In July 2017, in order to implement the requirements of the EU Fourth Anti-Money Laundering Directive, HM Revenue & Customs (HMRC) introduced their TRS. This imposed a requirement upon trustees to register with HMRC any express trust that had incurred a “relevant” tax liability. Trusts that were already registered with HMRC for self-assessment also needed to be reported under the TRS.
The relevant taxes are:
- Income tax
- Capital Gains tax
- Inheritance tax
- Stamp Duty Land tax
- Stamp Duty Reserve tax or Stamp Duty
- Land and Buildings Transaction tax (Scotland)
Pension schemes are not required to be registered under the TRS if they have already been registered online with HMRC under the Manage and Register Pension Schemes or Pension Schemes Online Services.
The deadlines for registration are 5 October following the end of the tax year in which a new income tax or capital gains tax liability arises. For all other taxes and ongoing liabilities, the registration deadline is 31 January following the end of the tax year. HMRC will impose penalties for late registrations.
For any year in which a tax liability arises, the trustees must also update the registration for any relevant details such as changes to trustees or beneficiaries.
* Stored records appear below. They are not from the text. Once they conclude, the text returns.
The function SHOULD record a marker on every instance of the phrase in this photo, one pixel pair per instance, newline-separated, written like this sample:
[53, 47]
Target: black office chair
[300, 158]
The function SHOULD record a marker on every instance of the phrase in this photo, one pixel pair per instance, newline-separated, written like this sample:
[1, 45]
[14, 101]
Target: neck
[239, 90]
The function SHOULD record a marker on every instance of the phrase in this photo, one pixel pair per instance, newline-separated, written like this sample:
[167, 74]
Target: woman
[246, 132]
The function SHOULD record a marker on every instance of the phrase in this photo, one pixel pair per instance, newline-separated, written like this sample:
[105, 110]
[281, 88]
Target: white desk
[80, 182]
If no changes have taken place, it is necessary only to confirm that position to HMRC – this is usually done via the completion of a box on the annual trust tax return.
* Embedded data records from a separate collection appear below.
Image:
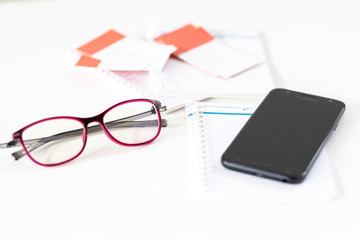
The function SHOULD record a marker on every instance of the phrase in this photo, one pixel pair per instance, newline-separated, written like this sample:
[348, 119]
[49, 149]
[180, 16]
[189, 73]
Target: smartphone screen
[283, 137]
As part of the TRS registration, the details of the trust assets are disclosed to HMRC, however, there is no requirement for subsequent changes in the assets to be notified.
Changes from January 2020
In June 2018 the Fifth Anti-Money Laundering Directive (5MLD) came into law at EU level and will come into force in the UK effective from 10 January 2020 – this will be implemented regardless of whether Brexit has been finalised.
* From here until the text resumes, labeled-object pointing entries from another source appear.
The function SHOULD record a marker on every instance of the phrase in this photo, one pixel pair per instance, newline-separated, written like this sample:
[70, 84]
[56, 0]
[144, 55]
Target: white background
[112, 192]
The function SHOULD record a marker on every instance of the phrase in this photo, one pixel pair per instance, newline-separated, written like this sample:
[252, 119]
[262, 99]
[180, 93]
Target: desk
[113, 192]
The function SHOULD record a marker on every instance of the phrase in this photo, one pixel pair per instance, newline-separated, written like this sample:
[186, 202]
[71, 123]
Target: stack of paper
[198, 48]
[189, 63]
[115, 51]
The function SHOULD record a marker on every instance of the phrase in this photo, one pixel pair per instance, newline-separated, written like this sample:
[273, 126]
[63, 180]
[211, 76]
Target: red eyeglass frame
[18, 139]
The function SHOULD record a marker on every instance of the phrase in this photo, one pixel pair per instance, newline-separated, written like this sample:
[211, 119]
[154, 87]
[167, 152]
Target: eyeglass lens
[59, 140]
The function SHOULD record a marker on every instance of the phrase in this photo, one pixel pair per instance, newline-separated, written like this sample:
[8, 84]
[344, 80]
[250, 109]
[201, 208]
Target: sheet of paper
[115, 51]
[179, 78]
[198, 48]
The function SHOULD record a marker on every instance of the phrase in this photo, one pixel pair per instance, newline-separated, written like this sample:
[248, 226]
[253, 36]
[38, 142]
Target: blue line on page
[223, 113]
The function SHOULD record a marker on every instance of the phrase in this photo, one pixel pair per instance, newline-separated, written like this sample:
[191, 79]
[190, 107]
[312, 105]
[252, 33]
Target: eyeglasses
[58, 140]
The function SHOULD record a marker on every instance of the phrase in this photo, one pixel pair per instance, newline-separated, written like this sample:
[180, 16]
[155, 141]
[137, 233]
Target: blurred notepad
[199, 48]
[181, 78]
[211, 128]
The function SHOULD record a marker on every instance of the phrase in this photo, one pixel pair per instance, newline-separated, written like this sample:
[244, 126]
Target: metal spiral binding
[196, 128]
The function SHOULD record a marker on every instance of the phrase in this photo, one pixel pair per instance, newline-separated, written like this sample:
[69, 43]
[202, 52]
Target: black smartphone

The effect of 5MLD will be to extend the TRS to all UK express trusts - not just those with a tax liability – and non-EU trusts that own UK real estate or have a business relationship with an “obliged entity”.
The category of obliged entities already includes lawyers, accountants, estate agents, banks and other financial institutions but will be expanded to include tax advisors, letting agents and art intermediaries such as auction houses, dealers and galleries.
The new directive will also require HMRC to share the trust data with obliged entities and anyone with a “legitimate interest” – the latter term is not defined in 5MLD will but be fully defined in due course by the Government. However, it is expected that disclosure of information will be restricted to those with active involvement in anti-money laundering or counter-terrorist financing.
What do trustees need to be aware of?
The outcome of HMRC’s consultation on the implementation of 5MLD has yet to be published. However, as above, the initial proposals indicate that all express trusts may be required to be registered with the TRS. This will include trusts that receive no income, such as pilot trusts, or trusts holding residential property occupied rent-free by a beneficiary. Therefore, trustees who previously have had no compliance obligations with HMRC will need to undertake new responsibilities from next January.
There will be specific deadlines by which trustees will need to submit TRS registrations under the new rules. The consultation suggests 31 March 2021 for any trusts in existence as at 10 March 2020 that will be affected by the new rules; and for new trusts, the proposal is that registration must take place within 30 days of the creation of the trust.
Once a trust has been registered with the TRS, it is proposed that any alteration to that trust is notified to HMRC within 30 days.
Trustees therefore need to be mindful of these time limits as the consultation indicates that penalties will be levied if the registration deadlines are missed. For trusts holding assets that do not produce an income, this will then raise the question of how the trustees can raise funds to pay any penalties that may be incurred.